Я потихоньку закипал, и Таг начал идти ко мне с таким видом, будто готовился к бою.
– Они показывают мне фрагменты. Воспоминания. И я не всегда могу верно истолковать их. Да что уж там, я вообще не могу истолковать их! Я не Шерлок Холмс!
Таг толкнул меня, и я подавил желание толкнуть в ответ.
– Хочешь сказать, что ты видел мою сестру, но понятия не имел, что мы с ней родственники?
– Я видел Молли задолго до встречи с тобой!
И тут на меня снизошло озарение.
Я видел Молли задолго до встречи с Давидом Таггертом.
Но это какой-то бред. Раньше такого не случалось. Все мертвые, которые мне являлись, всегда были результатом моей встречи с их близкими.
– Молли ушла. Я нарисовал ее портрет на тоннеле, и она ушла.
Я видел ее в ночь смерти Пиби, но это не считается. В ту ночь я видел всех мертвых, которые преследовали меня с рождения. Всех, кроме бабушки.
– И она вернулась?
– Да. Подозреваю, что из-за тебя.
– И что она делает?! – от злости Таг перешел на крик, его зеленые глаза сверкали, кулаки сжимали темные волосы на голове.

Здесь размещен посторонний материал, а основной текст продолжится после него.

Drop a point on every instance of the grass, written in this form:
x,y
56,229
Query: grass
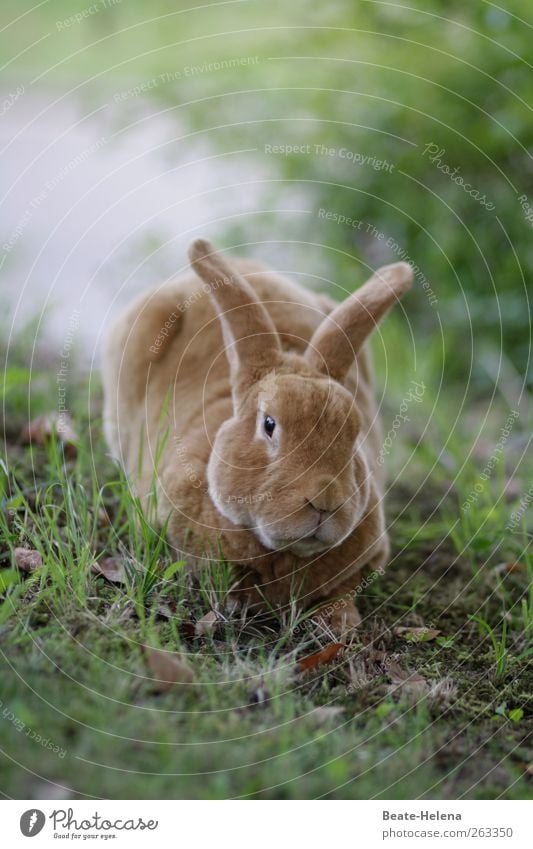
x,y
445,717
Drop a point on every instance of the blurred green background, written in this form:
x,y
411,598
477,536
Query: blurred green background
x,y
374,82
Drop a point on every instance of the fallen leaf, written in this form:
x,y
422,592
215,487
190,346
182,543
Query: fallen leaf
x,y
259,695
320,658
323,714
103,519
167,669
416,635
412,682
27,559
43,428
506,568
111,568
206,624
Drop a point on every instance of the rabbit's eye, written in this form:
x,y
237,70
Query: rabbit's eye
x,y
269,424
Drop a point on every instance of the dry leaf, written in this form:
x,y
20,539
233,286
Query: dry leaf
x,y
206,624
111,568
416,635
27,559
324,714
412,682
259,695
41,430
167,669
505,568
320,658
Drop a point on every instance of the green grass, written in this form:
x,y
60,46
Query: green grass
x,y
74,671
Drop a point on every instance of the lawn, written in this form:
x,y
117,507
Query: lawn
x,y
431,698
336,138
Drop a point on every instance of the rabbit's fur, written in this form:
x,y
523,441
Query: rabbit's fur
x,y
191,372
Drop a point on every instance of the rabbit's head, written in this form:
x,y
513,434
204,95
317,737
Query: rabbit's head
x,y
288,464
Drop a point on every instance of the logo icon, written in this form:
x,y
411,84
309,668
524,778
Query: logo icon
x,y
32,822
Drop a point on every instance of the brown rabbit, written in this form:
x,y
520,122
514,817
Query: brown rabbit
x,y
243,404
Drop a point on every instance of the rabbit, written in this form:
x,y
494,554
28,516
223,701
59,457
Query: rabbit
x,y
242,404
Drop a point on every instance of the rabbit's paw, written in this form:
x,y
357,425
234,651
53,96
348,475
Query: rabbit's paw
x,y
341,617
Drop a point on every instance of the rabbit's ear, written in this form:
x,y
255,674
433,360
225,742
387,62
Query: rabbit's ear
x,y
252,343
339,337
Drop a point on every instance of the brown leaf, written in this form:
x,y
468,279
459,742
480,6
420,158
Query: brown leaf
x,y
27,559
41,430
412,682
320,658
416,635
111,568
323,714
167,669
506,568
259,695
206,624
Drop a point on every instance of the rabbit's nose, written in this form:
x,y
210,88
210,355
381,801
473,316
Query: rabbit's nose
x,y
317,504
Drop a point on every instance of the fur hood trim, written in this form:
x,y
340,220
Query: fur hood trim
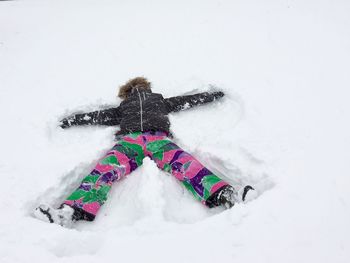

Я знал, что он хочет драться. Не потому, что злился на меня, а просто потому, что не понимал, как еще справиться со своими эмоциями. Мне это было знакомо.
– Показывает мне видения. Как и все, – я понизил голос и спокойно взглянул ему в глаза. Это было как-то странно – обычно меня пытались утихомирить, а не наоборот.
– Пожалуйста. Пожалуйста, Моисей…
Внезапно на глаза Тага накатились слезы, и я подавил желание устроить драку, свалить его на пол и поколотить – просто чтобы вернуть прежнего Тага, который хотел избить меня и называл сумасшедшим сукиным сыном.
Я отвернулся от него и сел на корточки у стены, но затем мой взгляд наткнулся на рисунок Молли, смотрящей на меня со страницы альбома, который я швырнул на пол. Она улыбалась, создавая душераздирающую иллюзию девушки, которая будет жить долго и счастливо. Ничего подобного. Я зажмурился и закрыл лицо руками, блокируя Тага и его улыбчивую мертвую сестру. А затем развел море.
Я сосредоточился на Молли Таггерт и ее светлых волосах, развевающихся точно так же, как у Джорджии. Это мгновенно сбило меня с толку, и я ощутил знакомое скользкое ощущение в животе, появлявшееся всякий раз, когда я позволял себе о ней думать. Зато воспоминания о Джорджии напомнили мне о тоннеле, где я лишил ее девственности и навеки потерял часть себя.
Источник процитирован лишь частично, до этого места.